Brain Scan Showing Evidence of Olney Lesions

     The speed at which ketamine reaches the brain varies greatly. After snorting the effects are usually felt within 1 to 10 minutes and can last for about one hour. When taken by mouth the effects are felt more slowly but may last up to four hours.
     Ketamine produces a drunken, dizzy feeling. Some people describe 'near-death' or 'out-of-body' experiences and sensations of weightlessness. This experience is often described as being in or 'going through the k-hole'.
     Ketamine produces vivid dreams or hallucinations which may be intense and terrifying can cause rapid loss of consciousness if injected. The drug can also produce the sensation that the mind is separated from the body (dissociation).

     Ketamine can cause vomiting. When taken in large amounts, ketamine may depress the central nervous system, leading to slower breathing, seizures, severe high blood pressure, coma and possibly death.  In large doses, like amphetamines, it can cause schizophrenia-like psychosis.
Through the 'K' Hole?

     Methaqualone (Known as Quaalude in North America, Mandrax (in combination with an anti-histamine) in Europe) is a sedative-hypnotic similar in effect to barbiturates. Methaqualone was first synthesized in India in 1951 and patented in the US in 1962 as a treatment for insomnia and as a muscle relaxant.

     David Bowie sang about 'Quaaludes and Red Wine' and the American novelist, Edmund White described the effects as 'twilight drowsiness, lowering of the pain threshold and a stripping away of the defences and inhibitions, leading some to take the drug for heavy 'S and M' sessions.'
David Bowie-'Quaaludes and Red Wine'

     Recreationally, the drug was called 'mandies', 'mandrake', 'mandrix' or 'disco biscuits') and 'luding out' was a popular college pastime. Smoking methaqualone, either alone or with additives was popular in the US during the mid-1970s.
     The drug was banned in 1984 but is still continued to be produced in illegal labs. Today, methaqualone is one of the most commonly used hard drugs in South Africa, due to its relatively low cost. It is known as M-pills, buttons, 'geluk-tablette' (happy tablets) or smarties and is crushed and mixed in a pipe with marijuana.

     Amyl nitrite, a compound with the formula  C5H11ONO was first used in the mid-1800s but became popular as an inhalant in gay dance clubs during the 1960s. This drug, along with its similar cousins, butyl nitrite, isobutyl nitrite and octyl nitrite were known as 'poppers' and often sold as incense or room deodorisers.  
     Trade names included Rush, Locker Room, Thrust and Lightening Bolt.
     Amyl nitrite is a vasodilator (it expands blood vessels and lowers blood pressure) and is used medically to treat heart disease such as angina and also to treat cyanide poisoning. Physical effects include decrease in blood pressure, headache, flushing of the face, increased heart rate, dizziness, and relaxation of involuntary muscles, especially the walls of blood vessel and the anal sphincter.

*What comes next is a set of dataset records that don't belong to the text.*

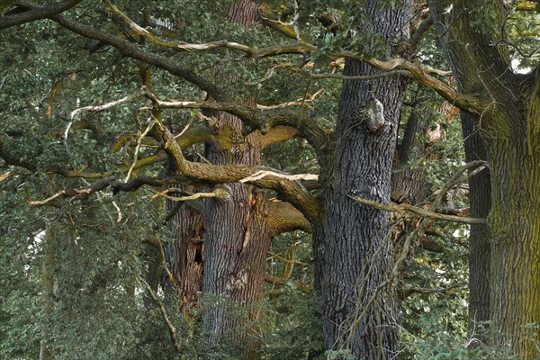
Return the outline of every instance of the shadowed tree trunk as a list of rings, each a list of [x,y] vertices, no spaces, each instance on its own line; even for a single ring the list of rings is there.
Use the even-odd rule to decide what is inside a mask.
[[[462,112],[462,131],[465,148],[465,161],[488,160],[485,143],[478,120]],[[482,170],[469,177],[469,202],[471,216],[487,218],[491,207],[491,180],[490,171]],[[477,321],[490,318],[490,283],[491,264],[491,234],[487,224],[472,224],[469,234],[469,328]],[[472,334],[478,337],[478,334]]]
[[[360,31],[372,31],[387,43],[408,38],[411,2],[386,11],[370,2],[365,11],[373,23]],[[344,73],[363,76],[377,71],[346,59]],[[349,348],[357,358],[392,359],[398,353],[395,284],[379,287],[392,268],[390,218],[388,212],[360,204],[348,195],[389,203],[407,84],[399,76],[344,82],[334,163],[324,177],[324,232],[316,236],[323,237],[325,249],[320,280],[325,345]],[[378,109],[375,112],[382,112],[383,122],[370,117],[368,108]]]
[[[258,6],[248,0],[233,4],[227,14],[246,27],[259,18]],[[233,76],[226,81],[237,79]],[[248,96],[246,103],[255,105],[256,96]],[[215,165],[260,166],[260,132],[243,137],[240,119],[226,112],[215,115],[215,136],[206,144],[206,158]],[[263,299],[270,245],[266,192],[238,183],[222,187],[226,194],[208,200],[205,207],[202,291],[210,302],[202,317],[206,346],[214,347],[227,339],[242,358],[255,359],[260,357],[255,322],[260,317],[257,303]],[[245,328],[249,323],[251,330]]]
[[[475,122],[490,166],[490,274],[477,274],[473,282],[490,281],[489,302],[483,301],[489,310],[482,313],[489,311],[500,331],[495,345],[510,344],[518,358],[534,359],[540,340],[538,331],[530,328],[540,322],[538,71],[513,74],[507,48],[492,45],[506,40],[500,39],[508,12],[505,2],[451,3],[428,2],[456,79],[465,94],[475,95],[481,108]],[[490,14],[495,24],[475,27],[481,14]],[[472,265],[473,270],[480,266]]]

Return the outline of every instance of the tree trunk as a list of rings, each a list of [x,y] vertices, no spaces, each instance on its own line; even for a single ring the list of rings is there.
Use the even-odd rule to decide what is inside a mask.
[[[173,241],[166,245],[164,249],[174,284],[170,284],[171,279],[165,274],[163,286],[172,295],[167,302],[177,302],[178,307],[173,308],[188,315],[197,304],[202,291],[203,219],[201,212],[188,203],[166,200],[166,210],[167,213],[175,212],[167,221]]]
[[[250,26],[258,20],[258,6],[240,0],[228,10],[231,21]],[[227,81],[234,83],[235,76]],[[248,104],[255,104],[250,96]],[[216,113],[214,140],[206,145],[212,164],[261,165],[261,135],[242,136],[242,122],[229,113]],[[266,192],[252,185],[227,184],[223,197],[210,199],[205,207],[205,268],[202,291],[209,302],[202,323],[206,346],[223,340],[242,358],[256,359],[260,346],[256,320],[260,317],[266,254],[270,245]],[[251,328],[251,329],[246,328]]]
[[[374,19],[369,30],[387,43],[407,38],[411,3],[406,1],[403,7],[388,11],[379,10],[375,3],[365,4]],[[365,64],[346,60],[346,75],[374,73]],[[406,87],[407,80],[398,76],[344,82],[335,163],[328,166],[323,184],[325,254],[320,288],[325,345],[349,349],[357,358],[392,359],[398,354],[400,310],[395,283],[382,284],[392,265],[389,215],[348,195],[389,203]],[[365,114],[365,109],[376,106],[377,101],[384,116],[379,125]]]
[[[501,119],[499,137],[485,139],[492,184],[490,314],[499,342],[529,360],[540,355],[540,141],[535,135],[528,148],[526,122],[538,123],[540,112],[527,119],[524,104]]]
[[[489,318],[520,359],[538,356],[540,322],[540,99],[537,69],[513,74],[500,41],[508,15],[503,1],[429,1],[434,23],[460,89],[481,106],[476,119],[490,166],[491,231]],[[482,8],[479,6],[482,4]],[[451,6],[450,6],[451,5]],[[490,14],[497,26],[474,21]],[[476,260],[475,260],[476,259]],[[472,261],[484,261],[472,257]],[[481,266],[477,264],[472,266]],[[481,271],[485,271],[482,269]],[[489,281],[473,279],[477,281]],[[484,303],[487,302],[484,301]],[[483,310],[485,310],[485,309]],[[485,314],[485,312],[484,312]]]
[[[226,113],[220,113],[220,131],[230,135],[226,129],[234,127],[236,136],[232,143],[238,144],[241,141],[238,137],[240,120]],[[216,139],[226,143],[231,141],[229,137],[224,139],[219,134]],[[222,145],[219,142],[209,144],[209,161],[217,165],[260,165],[258,132],[249,135],[232,148]],[[207,201],[205,211],[202,290],[205,296],[211,295],[206,297],[212,302],[203,315],[204,329],[209,334],[207,346],[213,347],[223,335],[230,332],[230,341],[236,343],[234,347],[242,349],[244,358],[257,358],[256,340],[248,337],[242,327],[256,321],[260,316],[257,302],[263,298],[266,254],[270,245],[266,192],[243,184],[227,184],[224,187],[227,194]],[[233,313],[233,310],[239,310],[238,306],[248,312]]]
[[[485,143],[477,119],[462,112],[462,131],[465,161],[488,160]],[[472,169],[474,171],[475,169]],[[469,203],[472,218],[487,218],[491,207],[491,180],[484,169],[469,177]],[[491,234],[487,224],[471,225],[469,234],[469,328],[473,331],[478,321],[490,320],[490,266],[491,264]],[[479,334],[472,333],[476,338]],[[482,340],[485,340],[482,337]]]

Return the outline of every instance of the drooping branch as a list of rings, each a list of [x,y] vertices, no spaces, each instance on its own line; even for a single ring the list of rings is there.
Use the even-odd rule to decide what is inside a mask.
[[[327,133],[315,122],[290,109],[257,110],[231,102],[165,102],[153,98],[157,106],[166,109],[204,109],[222,111],[241,119],[248,130],[260,130],[263,135],[272,128],[288,126],[295,128],[317,153],[328,141]],[[320,157],[322,158],[322,157]]]
[[[164,141],[164,150],[167,153],[174,171],[183,176],[207,181],[214,184],[234,183],[256,174],[261,169],[243,165],[215,166],[205,163],[195,163],[186,160],[175,137],[161,122],[156,124],[156,132]],[[299,183],[284,177],[267,176],[260,179],[248,181],[257,187],[272,189],[285,201],[291,202],[310,220],[321,217],[319,202],[308,193]]]
[[[460,222],[463,224],[485,224],[485,219],[477,219],[477,218],[465,218],[455,215],[446,215],[441,214],[438,212],[429,212],[417,206],[410,205],[408,203],[400,203],[399,205],[384,205],[382,203],[377,202],[372,202],[371,200],[362,199],[357,196],[348,195],[351,199],[356,200],[356,202],[363,203],[364,205],[372,206],[376,209],[383,210],[389,212],[414,212],[418,215],[424,216],[430,219],[435,220],[442,220],[446,221],[453,221],[453,222]]]
[[[38,5],[35,4],[33,2],[28,0],[20,0],[17,2],[17,4],[22,4],[32,9],[38,7]],[[206,91],[209,94],[212,95],[212,98],[216,99],[219,102],[230,101],[230,97],[226,89],[218,87],[215,84],[213,84],[207,78],[201,76],[194,71],[183,68],[177,62],[175,62],[167,58],[159,55],[144,51],[139,49],[136,45],[130,43],[129,41],[123,40],[104,32],[98,31],[91,26],[72,21],[64,15],[53,15],[50,16],[50,18],[56,21],[67,29],[69,29],[82,36],[98,40],[100,41],[103,41],[104,43],[113,46],[126,56],[137,58],[148,64],[163,68],[173,75],[179,76],[186,81],[195,85],[202,90]],[[209,50],[219,48],[231,49],[242,51],[248,56],[253,58],[263,58],[283,54],[299,54],[303,56],[306,52],[315,51],[318,50],[318,48],[315,45],[309,43],[297,43],[281,46],[271,46],[262,49],[253,49],[246,45],[229,41],[214,41],[206,44],[184,43],[181,45],[181,47],[179,47],[178,44],[176,45],[176,47],[178,49],[185,49],[191,51]],[[411,74],[411,76],[413,76],[417,81],[428,87],[433,88],[435,91],[436,91],[446,100],[454,104],[455,106],[474,114],[479,114],[482,112],[481,104],[478,103],[477,99],[473,98],[472,96],[465,96],[454,90],[452,86],[448,86],[445,82],[438,80],[434,76],[431,76],[429,73],[436,71],[435,69],[432,69],[428,67],[416,65],[400,58],[393,58],[388,61],[377,60],[374,58],[366,58],[365,56],[355,53],[353,51],[329,51],[328,55],[334,58],[350,58],[365,61],[374,68],[383,71],[391,71],[394,69],[403,69],[409,71]]]
[[[268,228],[270,237],[288,231],[312,232],[310,221],[296,208],[286,202],[268,202]]]
[[[82,0],[67,0],[45,6],[38,6],[19,14],[0,16],[0,30],[7,29],[12,26],[21,25],[22,23],[33,22],[40,19],[47,19],[50,16],[54,16],[60,13],[68,11],[81,2]],[[21,4],[18,1],[14,3],[15,4]],[[27,8],[26,6],[22,7]]]

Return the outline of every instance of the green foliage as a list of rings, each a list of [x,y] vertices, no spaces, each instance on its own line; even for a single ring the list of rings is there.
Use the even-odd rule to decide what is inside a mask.
[[[154,25],[152,31],[171,40],[193,43],[229,40],[256,48],[292,42],[260,25],[246,31],[226,21],[222,14],[230,3],[115,2],[140,23],[145,22],[145,14],[168,20],[173,33],[170,29]],[[271,2],[279,5],[284,3]],[[308,3],[301,4],[299,24],[320,47],[319,51],[310,55],[309,59],[317,63],[312,71],[339,71],[328,66],[330,58],[325,54],[327,50],[349,50],[376,58],[389,55],[382,39],[369,31],[372,19],[364,14],[363,2]],[[383,9],[393,9],[400,3],[385,0],[379,4]],[[319,9],[328,8],[341,16],[334,31],[325,29],[315,19]],[[69,15],[129,39],[130,30],[125,24],[114,24],[112,14],[102,15],[96,9],[105,11],[101,2],[83,2]],[[289,11],[282,6],[277,13],[287,16]],[[490,14],[486,16],[491,16]],[[533,21],[528,20],[531,23]],[[518,36],[526,27],[518,19],[509,23],[512,36]],[[364,26],[363,31],[356,31],[359,26]],[[418,58],[442,68],[434,35],[429,36]],[[176,59],[220,85],[229,84],[229,79],[235,76],[242,86],[230,90],[233,95],[256,94],[259,103],[266,105],[303,99],[309,106],[302,107],[302,115],[327,130],[335,125],[341,84],[334,79],[306,80],[284,69],[276,69],[268,76],[268,68],[275,65],[274,58],[245,61],[243,54],[230,50],[188,52],[162,49],[140,39],[129,40]],[[112,154],[109,146],[125,131],[146,128],[149,114],[137,111],[145,100],[104,112],[79,114],[74,119],[69,113],[77,107],[103,104],[140,90],[141,64],[49,21],[2,31],[0,42],[0,113],[9,120],[0,131],[0,142],[17,160],[32,163],[37,170],[0,164],[0,176],[10,173],[0,188],[0,230],[4,230],[0,236],[0,357],[36,358],[40,341],[46,338],[57,359],[238,358],[238,344],[228,344],[227,338],[218,348],[210,353],[203,351],[202,339],[205,334],[201,328],[201,311],[204,304],[189,320],[176,311],[174,304],[167,305],[183,351],[182,356],[176,354],[158,304],[150,301],[140,284],[140,277],[147,274],[153,260],[148,258],[145,240],[156,236],[166,241],[169,236],[163,227],[163,203],[150,201],[153,193],[141,189],[136,194],[112,195],[105,189],[73,199],[58,196],[41,207],[27,202],[47,199],[60,190],[87,188],[94,182],[42,171],[52,166],[101,173],[102,177],[116,175],[123,179],[121,166],[133,161],[132,153],[125,147]],[[298,61],[294,57],[280,58],[284,62]],[[151,73],[154,89],[163,99],[202,100],[202,94],[185,81],[157,68]],[[446,139],[433,146],[436,161],[415,159],[417,166],[429,166],[429,184],[436,190],[463,161],[459,123],[442,118],[438,112],[440,101],[430,92],[413,90],[422,99],[418,104],[421,120],[428,126],[440,123],[446,133]],[[318,95],[310,101],[314,94]],[[164,111],[163,116],[176,129],[183,129],[194,118],[188,111]],[[94,124],[94,130],[75,130],[77,122],[82,121]],[[14,135],[14,131],[18,132]],[[143,148],[140,158],[158,152],[160,145]],[[319,171],[312,148],[299,139],[267,148],[264,164],[290,173]],[[148,166],[136,176],[156,176],[161,166]],[[409,267],[410,276],[406,276],[406,284],[442,288],[467,281],[467,248],[463,238],[465,229],[440,224],[436,227],[445,233],[438,238],[445,252],[434,255],[418,250]],[[50,249],[38,237],[48,228],[55,233],[55,246]],[[285,257],[286,250],[297,240],[302,241],[296,253],[300,264],[295,265],[285,285],[266,286],[265,316],[260,323],[248,324],[260,328],[261,352],[266,359],[307,358],[317,354],[319,358],[325,356],[318,313],[320,299],[297,286],[299,283],[312,285],[310,237],[279,237],[274,240],[271,251]],[[52,290],[43,289],[42,284],[47,251],[53,251],[55,259],[49,269],[54,278]],[[272,259],[267,273],[278,277],[284,267],[283,262]],[[278,294],[273,292],[275,290]],[[161,289],[158,295],[166,298]],[[46,302],[48,298],[50,301]],[[495,358],[489,357],[496,356],[494,348],[465,348],[466,301],[464,292],[414,294],[408,299],[403,303],[403,358]],[[231,308],[238,319],[245,319],[246,310]],[[326,356],[350,357],[343,351],[330,351]]]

     The effects are rapid, typically within a few seconds and disappear soon after (within minutes). As an inhalant, the drug that induces a brief euphoric state, and when combined with other intoxicant stimulant drugs such as cocaine or ecstasy, the euphoric state intensifies and can be prolonged.
     All of these drugs - from morphine derivatives to sedatives to the euphorics of vasodilators - have been created or used for their 'psychoactive' properties, to attain pleasure, euphoria, shed anxiety or feel powerful. And there are literally hundreds more, some with mechanisms of action similar to the drugs discussed, others which mimic marijuana or other chemicals.
Rush 'Poppers'

     In the late 1990s and early 2000s, a new type of 'designer drug' came onto the scene, one which did not aim to bring pleasure to the user but rather enhance the user's performance, to make him/her faster, stronger, more agile. These new 'designer drugs' were the anabolic steroids created for competitive athletes.
     Steroids had been banned by the International Olympic Committee in 1976, but the huge number of different anabolic agents available for human and veterinary use overwhelmed the ability of laboratories to test for all available drugs had always lagged behind the ability of athletes (and their chemists/doctors) to find new compounds to enhance their performance.
   
Effects of Anabolic Steroids
     Many of the new compounds are undetectable with standard tests and, when a new test is devised, the chemist will often have already created the 'next generation' of anabolic drug which can slip under the radar of detection.

     'Bath salts' may resemble the sweet-smelling epsom salts some people put in their bath but, on the street, the term refers to the latest in 'designer drugs'. Known as 'Ivory Wave', 'Purple Wave', 'Vanilla Sky' and 'Bliss', these 'bath salts' have been the reason for thousands of calls to poison centers across the U.S. in 2011-2012.
     Methylenedioxypyrovalerone (MDPV) is a stimulant which acts on certain neurotransmitters in the brain (norepinephrine-dopamine reuptake inhibitor). MDPV was developed in 1969 but started to be used as a designer drug in 2004. Bath salts containing MDPV  are sold as recreational drugs in gas stations and convenience stores labelled as 'bath salts'.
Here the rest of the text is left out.